Marta Sanz (Madrid, 1967) se fue a vivir a Malasaña, uno de los barrios más marchosos y nocturnos de Madrid, hace más de 20 años. Se instaló allí porque le encantaba el color local, los pequeños bares y sus cervezas y el bullicio hasta las tres de la mañana. Pasaron los años y empezó a tener la sensación de que a la ciudad se le iba desdibujando el carácter, mientras a ella cada vez más le costaba asumir cómo estaba perdiendo sus referentes, la memoria, las raíces en ese espacio urbano cada vez más homogeneizado y descafeinado.

De ese sentimiento de pérdida -que Sanz necesita matizar para no resultar refunfuñona-nace Retablo, dos cuentos urbanos que también son el reflejo de cualquier barrio acosado por la gentrificación.
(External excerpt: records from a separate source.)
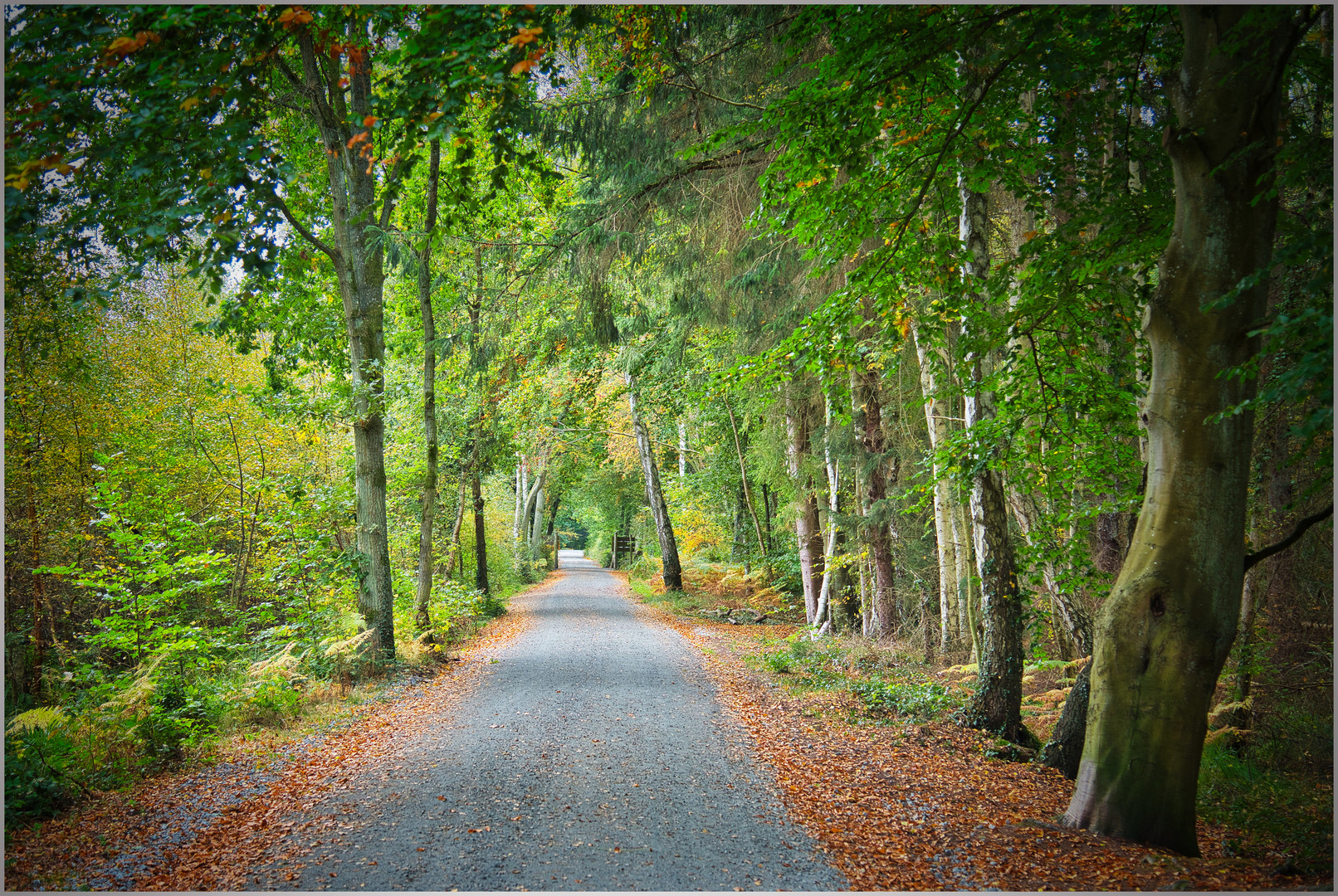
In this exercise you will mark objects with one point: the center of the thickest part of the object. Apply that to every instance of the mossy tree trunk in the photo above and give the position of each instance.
(655, 494)
(997, 704)
(1165, 633)
(807, 530)
(424, 284)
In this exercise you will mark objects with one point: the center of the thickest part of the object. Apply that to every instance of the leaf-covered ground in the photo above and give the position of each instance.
(210, 828)
(896, 806)
(924, 808)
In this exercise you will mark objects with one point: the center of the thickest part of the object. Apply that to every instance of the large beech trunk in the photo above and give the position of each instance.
(867, 420)
(359, 268)
(1165, 633)
(807, 530)
(997, 704)
(655, 495)
(831, 578)
(424, 583)
(934, 417)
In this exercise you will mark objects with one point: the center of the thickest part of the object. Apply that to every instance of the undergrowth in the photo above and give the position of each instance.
(114, 727)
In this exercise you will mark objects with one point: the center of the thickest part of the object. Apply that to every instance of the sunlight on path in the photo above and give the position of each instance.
(594, 756)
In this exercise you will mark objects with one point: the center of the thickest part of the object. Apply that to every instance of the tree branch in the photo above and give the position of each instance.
(1292, 539)
(297, 225)
(719, 100)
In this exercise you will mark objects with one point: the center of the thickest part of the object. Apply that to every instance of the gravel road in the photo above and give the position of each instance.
(593, 757)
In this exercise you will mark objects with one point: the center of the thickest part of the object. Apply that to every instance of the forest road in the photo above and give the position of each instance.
(593, 757)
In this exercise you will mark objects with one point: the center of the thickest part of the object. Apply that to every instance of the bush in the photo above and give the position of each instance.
(35, 786)
(922, 703)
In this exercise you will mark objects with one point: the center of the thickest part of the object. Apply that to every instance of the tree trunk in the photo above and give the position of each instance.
(455, 533)
(997, 704)
(934, 417)
(39, 590)
(352, 189)
(655, 495)
(806, 517)
(1165, 633)
(481, 544)
(833, 465)
(867, 421)
(682, 448)
(968, 606)
(743, 475)
(424, 583)
(1073, 616)
(520, 499)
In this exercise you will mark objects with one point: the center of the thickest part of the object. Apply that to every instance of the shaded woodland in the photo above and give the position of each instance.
(996, 338)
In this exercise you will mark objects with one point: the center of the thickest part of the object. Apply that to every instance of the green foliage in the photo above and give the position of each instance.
(920, 701)
(1278, 813)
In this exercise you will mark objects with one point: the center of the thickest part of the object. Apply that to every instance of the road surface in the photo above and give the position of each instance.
(593, 757)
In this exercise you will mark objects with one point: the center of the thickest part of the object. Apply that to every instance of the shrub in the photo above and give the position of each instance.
(924, 703)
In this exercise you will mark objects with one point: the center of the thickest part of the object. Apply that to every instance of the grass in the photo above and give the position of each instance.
(1281, 816)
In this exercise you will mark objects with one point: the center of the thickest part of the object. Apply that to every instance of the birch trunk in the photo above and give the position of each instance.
(934, 417)
(1165, 633)
(682, 450)
(867, 417)
(997, 704)
(655, 495)
(833, 467)
(455, 533)
(481, 543)
(520, 499)
(806, 515)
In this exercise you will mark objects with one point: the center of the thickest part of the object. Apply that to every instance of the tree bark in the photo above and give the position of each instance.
(520, 499)
(359, 269)
(806, 515)
(1165, 633)
(833, 465)
(455, 533)
(481, 544)
(743, 476)
(934, 419)
(997, 704)
(682, 448)
(424, 583)
(655, 495)
(867, 421)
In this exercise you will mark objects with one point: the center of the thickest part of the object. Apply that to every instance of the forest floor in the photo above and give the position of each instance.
(891, 806)
(925, 806)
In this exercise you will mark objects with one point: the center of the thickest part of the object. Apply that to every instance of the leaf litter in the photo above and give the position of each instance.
(924, 806)
(212, 828)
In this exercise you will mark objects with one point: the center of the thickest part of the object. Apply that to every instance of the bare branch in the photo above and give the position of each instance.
(719, 100)
(1292, 539)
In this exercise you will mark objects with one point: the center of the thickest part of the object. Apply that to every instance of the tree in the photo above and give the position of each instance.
(186, 100)
(1165, 633)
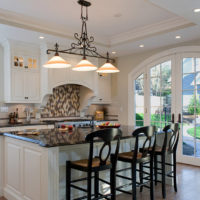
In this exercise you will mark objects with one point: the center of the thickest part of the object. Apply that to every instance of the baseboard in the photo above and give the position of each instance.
(1, 192)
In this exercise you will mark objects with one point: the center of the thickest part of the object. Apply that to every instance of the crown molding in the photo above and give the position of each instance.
(25, 22)
(150, 30)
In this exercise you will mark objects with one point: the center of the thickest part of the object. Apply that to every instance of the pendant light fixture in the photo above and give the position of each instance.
(56, 61)
(83, 47)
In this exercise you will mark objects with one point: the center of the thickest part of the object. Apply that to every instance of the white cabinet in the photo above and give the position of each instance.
(21, 72)
(17, 85)
(103, 90)
(32, 86)
(25, 86)
(25, 170)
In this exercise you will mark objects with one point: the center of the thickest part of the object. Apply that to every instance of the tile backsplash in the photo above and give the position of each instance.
(65, 101)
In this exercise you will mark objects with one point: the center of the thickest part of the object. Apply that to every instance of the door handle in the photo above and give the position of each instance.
(172, 118)
(179, 118)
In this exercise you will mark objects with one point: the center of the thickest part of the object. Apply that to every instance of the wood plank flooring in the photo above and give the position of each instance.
(188, 186)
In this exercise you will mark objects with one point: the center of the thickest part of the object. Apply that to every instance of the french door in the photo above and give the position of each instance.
(188, 94)
(171, 87)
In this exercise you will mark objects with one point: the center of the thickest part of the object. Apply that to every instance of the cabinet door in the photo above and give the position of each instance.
(32, 86)
(104, 90)
(18, 84)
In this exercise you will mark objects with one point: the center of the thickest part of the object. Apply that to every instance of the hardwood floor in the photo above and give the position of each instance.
(188, 186)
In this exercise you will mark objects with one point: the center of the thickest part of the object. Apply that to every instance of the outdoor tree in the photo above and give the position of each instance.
(194, 104)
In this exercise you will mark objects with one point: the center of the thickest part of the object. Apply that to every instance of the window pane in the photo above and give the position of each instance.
(139, 123)
(155, 71)
(188, 82)
(197, 64)
(188, 139)
(155, 113)
(139, 101)
(155, 86)
(188, 65)
(166, 114)
(188, 98)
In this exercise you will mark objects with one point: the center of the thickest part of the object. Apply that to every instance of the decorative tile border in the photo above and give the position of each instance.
(65, 101)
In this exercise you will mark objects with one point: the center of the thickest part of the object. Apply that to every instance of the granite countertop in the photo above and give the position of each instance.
(74, 120)
(52, 137)
(24, 124)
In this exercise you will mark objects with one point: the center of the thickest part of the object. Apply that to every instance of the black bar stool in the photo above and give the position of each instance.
(95, 165)
(140, 155)
(169, 147)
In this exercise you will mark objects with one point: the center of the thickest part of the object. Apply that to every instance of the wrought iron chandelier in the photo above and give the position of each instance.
(84, 47)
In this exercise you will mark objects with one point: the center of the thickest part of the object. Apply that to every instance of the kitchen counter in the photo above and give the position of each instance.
(24, 124)
(52, 137)
(43, 170)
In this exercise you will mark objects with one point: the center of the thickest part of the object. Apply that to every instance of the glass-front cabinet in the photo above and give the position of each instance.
(27, 62)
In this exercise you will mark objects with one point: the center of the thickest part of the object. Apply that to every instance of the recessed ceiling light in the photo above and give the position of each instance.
(117, 15)
(178, 37)
(196, 10)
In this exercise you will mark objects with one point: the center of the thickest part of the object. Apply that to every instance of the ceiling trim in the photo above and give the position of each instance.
(150, 30)
(25, 22)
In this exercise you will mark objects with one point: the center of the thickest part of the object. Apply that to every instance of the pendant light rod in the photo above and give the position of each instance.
(83, 46)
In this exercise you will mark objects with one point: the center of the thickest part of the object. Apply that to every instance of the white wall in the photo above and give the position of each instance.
(120, 80)
(1, 73)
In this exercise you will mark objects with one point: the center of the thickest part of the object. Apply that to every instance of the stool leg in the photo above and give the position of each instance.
(96, 184)
(89, 181)
(141, 176)
(151, 180)
(155, 168)
(113, 179)
(134, 195)
(68, 180)
(174, 160)
(163, 176)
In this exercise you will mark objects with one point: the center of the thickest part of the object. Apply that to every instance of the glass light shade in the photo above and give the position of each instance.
(108, 68)
(84, 65)
(57, 62)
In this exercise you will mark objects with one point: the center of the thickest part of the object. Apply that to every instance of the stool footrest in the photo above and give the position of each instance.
(78, 188)
(104, 181)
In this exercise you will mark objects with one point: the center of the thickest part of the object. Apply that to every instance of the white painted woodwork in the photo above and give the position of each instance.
(32, 86)
(20, 82)
(1, 165)
(18, 85)
(32, 174)
(103, 90)
(26, 170)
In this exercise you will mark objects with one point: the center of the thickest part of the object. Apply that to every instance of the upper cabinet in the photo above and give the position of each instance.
(103, 90)
(24, 61)
(21, 72)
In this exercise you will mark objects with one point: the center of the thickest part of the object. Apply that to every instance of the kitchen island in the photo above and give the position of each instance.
(34, 165)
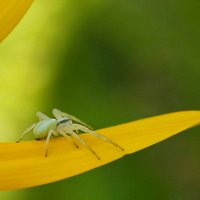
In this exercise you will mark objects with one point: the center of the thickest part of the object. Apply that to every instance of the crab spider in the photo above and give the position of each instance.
(63, 124)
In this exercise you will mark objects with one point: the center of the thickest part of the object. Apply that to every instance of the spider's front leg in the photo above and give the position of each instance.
(26, 131)
(75, 135)
(51, 132)
(87, 130)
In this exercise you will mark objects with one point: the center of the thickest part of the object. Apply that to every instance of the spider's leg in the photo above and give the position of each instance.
(41, 116)
(25, 132)
(68, 138)
(82, 141)
(85, 129)
(47, 141)
(62, 114)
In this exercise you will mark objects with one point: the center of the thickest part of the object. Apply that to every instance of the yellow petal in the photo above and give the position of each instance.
(23, 165)
(11, 12)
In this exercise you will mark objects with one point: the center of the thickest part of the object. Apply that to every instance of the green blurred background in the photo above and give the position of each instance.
(108, 62)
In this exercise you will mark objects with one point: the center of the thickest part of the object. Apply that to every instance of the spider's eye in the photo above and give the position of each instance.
(63, 121)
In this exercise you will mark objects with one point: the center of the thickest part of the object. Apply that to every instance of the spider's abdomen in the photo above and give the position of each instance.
(43, 127)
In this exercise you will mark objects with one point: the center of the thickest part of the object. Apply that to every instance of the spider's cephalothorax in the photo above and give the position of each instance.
(63, 125)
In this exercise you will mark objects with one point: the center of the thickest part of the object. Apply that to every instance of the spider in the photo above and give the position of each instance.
(63, 124)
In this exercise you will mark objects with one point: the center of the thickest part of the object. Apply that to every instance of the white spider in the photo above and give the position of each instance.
(63, 125)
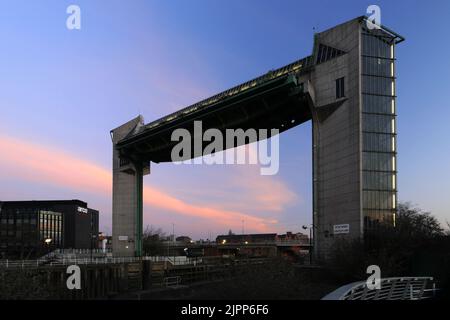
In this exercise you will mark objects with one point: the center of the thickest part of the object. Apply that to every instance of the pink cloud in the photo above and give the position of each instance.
(43, 164)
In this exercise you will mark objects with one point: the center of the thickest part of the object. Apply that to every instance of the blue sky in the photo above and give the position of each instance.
(62, 92)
Los relatos forman parte de una colección de Páginas de Espuma en la que un texto breve de un autor cuenta con un ilustrador de altura. Es el caso de Fernando Vicente (Madrid, 1963) que ha puesto en imágenes Extraños en un tren, (un homenaje a Alfred Hitchcock) y Jaboncillos dos de mayo (una visión realista del Malasaña hipster). El primero es también una reedición de la historia de Patricia Highsmith que inspiró al mago del suspense y el segundo está marcado por la amargura y extrañeza de Ambrose Bierce. Son dos relatos burlones y un tanto esperpénticos, un poco en la línea de otras obras de la autora como Black, black, black y Farándula.

El maduro paisanaje protagonista de estas ficciones parecería estar perdiendo y en retirada: como esas dos viejecitas sin aparente relación una con otra que intercambian una misión, o ese vendedor de antigüedades que desconfía de esos barbudos pero impolutos que solo toman leche sin lactosa y oyen pop blando.

No es tan sencillo

A la vez que hace su crítica, Sanz también se expone a una sana autocrítica: «No quería simplificar el tema. En mi barrio cada vez hay más asociaciones de vecinos surgidas de problemas concretos: los alquileres turísticos que no están bien regulados, los pequeños negocios subsumidos por las grandes franquicias. Pero también quería contemplar eso de una forma equilibrada, no me gusta pensar que estamos en una pequeña aldea irreductible». Y percibe también que lo que más le enamoraba en el pasado de su barrio, la tolerancia, se ha transformado en todo lo contrario con los vecinos encerrados en sus cápsulas de soledad. «Cada vez estamos menos dispuestos a hacer concesiones al otro».

La autora percibe que el modelo de gentrificación barcelonés va en estos momentos, por desgracia, muy por delante del madrileño. «Ahora en Madrid se está empezando a vivir la crítica ciudadana con la misma intensidad que en Barcelona, el fenómeno es allí algo relativamente reciente. Yo simplemente estaba hablando de los primeros conatos del desarraigo y de cómo los vecinos se relacionaban (mal) con éste. Y es que es sabido que si el tejido ciudadano está en permanente transición no se pueden formar comunidades auténticas».